Chevron accused of manipulating lab results in Amazon case

Lawyers 'deliberately' disseminating false information to mislead the media

Posted by Aharon Etengoff at 05:38 AM GMT on Feb 05, 2009

Chevron has been accused of manipulating laboratory results to "evade judgment" at a $27 billion class action trial.

Lawyers for indigenous Amazon tribes allege that Chevron's "misleading" lab results have been presented by the company as a defence to the environmental lawsuit, brought by 30,000 rainforest residents over the dumping of 18 billion gallons of toxic waste in Ecuador.

Chevron, which bought Texaco in 2001, reportedly used the test results to obtain a legal release from Ecuador's government to absolve it of liability. Texaco was the sole operator of a large concession in Ecuador's rainforest from 1964 to 1990.

"The new evidence definitively proves that Chevron has lied to the courts and the Ecuadorian people about an environmental remediation that failed miserably to deliver the results promised," claimed lead lawyer Pablo Fajardo.

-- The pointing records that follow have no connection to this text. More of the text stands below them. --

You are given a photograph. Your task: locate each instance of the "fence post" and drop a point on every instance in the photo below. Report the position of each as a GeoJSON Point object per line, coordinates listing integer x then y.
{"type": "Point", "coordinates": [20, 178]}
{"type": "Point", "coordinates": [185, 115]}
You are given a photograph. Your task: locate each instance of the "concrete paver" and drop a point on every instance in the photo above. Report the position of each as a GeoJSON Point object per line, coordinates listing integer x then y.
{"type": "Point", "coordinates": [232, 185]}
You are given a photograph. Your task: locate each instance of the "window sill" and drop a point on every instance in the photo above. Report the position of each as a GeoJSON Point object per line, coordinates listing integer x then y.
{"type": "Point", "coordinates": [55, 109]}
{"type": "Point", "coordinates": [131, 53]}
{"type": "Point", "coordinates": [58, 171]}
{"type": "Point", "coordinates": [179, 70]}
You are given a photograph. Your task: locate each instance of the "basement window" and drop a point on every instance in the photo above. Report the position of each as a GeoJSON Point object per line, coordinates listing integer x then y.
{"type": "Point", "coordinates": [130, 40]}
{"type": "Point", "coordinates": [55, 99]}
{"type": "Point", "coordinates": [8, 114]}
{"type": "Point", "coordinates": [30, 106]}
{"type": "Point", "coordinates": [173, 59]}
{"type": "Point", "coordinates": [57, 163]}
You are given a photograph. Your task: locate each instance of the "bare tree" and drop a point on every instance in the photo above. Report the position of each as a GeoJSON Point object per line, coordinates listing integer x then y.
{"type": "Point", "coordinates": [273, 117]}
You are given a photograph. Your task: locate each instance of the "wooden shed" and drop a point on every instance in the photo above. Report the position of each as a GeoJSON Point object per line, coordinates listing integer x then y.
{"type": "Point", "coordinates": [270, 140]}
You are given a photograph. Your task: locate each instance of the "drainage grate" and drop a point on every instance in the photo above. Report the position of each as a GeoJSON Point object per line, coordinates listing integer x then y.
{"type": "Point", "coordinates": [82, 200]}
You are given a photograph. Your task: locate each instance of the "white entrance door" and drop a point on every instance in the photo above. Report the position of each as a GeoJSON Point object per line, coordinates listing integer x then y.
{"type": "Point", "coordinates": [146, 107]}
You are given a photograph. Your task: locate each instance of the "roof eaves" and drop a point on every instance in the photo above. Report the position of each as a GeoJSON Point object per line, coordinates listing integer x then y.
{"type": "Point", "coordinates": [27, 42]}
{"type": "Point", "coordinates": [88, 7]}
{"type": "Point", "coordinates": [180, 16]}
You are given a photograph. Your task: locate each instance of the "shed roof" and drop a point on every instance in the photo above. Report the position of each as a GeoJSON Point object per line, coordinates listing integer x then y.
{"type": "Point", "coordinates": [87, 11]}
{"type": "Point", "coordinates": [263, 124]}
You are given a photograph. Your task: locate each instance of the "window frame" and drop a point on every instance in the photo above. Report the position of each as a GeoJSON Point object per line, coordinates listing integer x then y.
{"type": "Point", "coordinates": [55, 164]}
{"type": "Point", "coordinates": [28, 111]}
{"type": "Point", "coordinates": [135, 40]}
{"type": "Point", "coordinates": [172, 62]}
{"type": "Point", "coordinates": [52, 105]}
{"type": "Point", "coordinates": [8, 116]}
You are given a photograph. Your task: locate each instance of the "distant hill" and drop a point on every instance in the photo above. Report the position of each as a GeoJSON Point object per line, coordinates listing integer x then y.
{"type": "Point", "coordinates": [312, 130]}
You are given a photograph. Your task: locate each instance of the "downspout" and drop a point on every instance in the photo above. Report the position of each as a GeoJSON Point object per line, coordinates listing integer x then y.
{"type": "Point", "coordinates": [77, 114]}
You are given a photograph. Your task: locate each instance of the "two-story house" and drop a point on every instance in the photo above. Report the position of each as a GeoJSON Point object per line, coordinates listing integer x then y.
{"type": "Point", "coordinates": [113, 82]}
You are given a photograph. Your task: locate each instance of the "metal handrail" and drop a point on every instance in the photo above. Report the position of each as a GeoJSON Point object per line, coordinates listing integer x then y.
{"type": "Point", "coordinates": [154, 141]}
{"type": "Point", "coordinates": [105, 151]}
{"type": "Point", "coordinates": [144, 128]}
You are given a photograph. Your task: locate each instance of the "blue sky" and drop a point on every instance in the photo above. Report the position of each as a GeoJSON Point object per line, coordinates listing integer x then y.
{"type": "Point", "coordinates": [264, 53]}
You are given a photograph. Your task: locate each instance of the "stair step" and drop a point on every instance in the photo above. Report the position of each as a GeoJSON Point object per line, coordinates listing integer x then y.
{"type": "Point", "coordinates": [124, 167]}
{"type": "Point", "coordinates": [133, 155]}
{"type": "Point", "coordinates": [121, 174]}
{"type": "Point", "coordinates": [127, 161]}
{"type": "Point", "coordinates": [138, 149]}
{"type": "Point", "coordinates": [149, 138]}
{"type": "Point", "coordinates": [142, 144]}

Douglas Beltman, an executive vice-president at Stratus Consulting in Boulder, explained that Texaco utilised a laboratory test known as the Toxicity Characteristic Leaching Procedure (TCLP) to measure soil contamination following clean-up efforts in the area. According to Beltman, the test is designed to evaluate the amount of soil contamination that leaches into surrounding water, rather than the amount of contamination in the soil itself.

"If nothing were done at a site contaminated with pure crude oil, a sample measured using the TCLP test would still easily pass Texaco's clean-up standard," said Beltman. "The entire Texaco clean-up was guaranteed to pass muster because of the improper use of the test, regardless of the amount of contamination."

James Craig, a Chevron spokesperson, responded to the claims by telling The News that the plaintiffs' lawyers were once again "deliberately disseminating false information to mislead the media - with no new data or analysis, to try to discredit the effective remediation conducted by Texpet in Ecuador's Amazon in the mid-1990s."

Craig noted that Ecuador's government had agreed (in 1995) to set 1000 mg/LTCLP-TPH as the baseline limit for remediation. The spokesperson also stated that the TCLP method is still used today (though with a limit of a few ppm) as the analytical method for drilling (reserve) pit closure.

"Remediation work done by Texpet on 161 sites in its former concession area in Ecuador was scrutinized at the time by government officials and experts from the Central University in Quito," said Craig. "In 1998, Ecuadorian government signed off on the work and granted a full and final release freeing the Company of future environmental liability and obligations in the former concession area. The release and clean-up was subsequently investigated twice by Ecuador's prosecutor generals and found to have been effective and complete."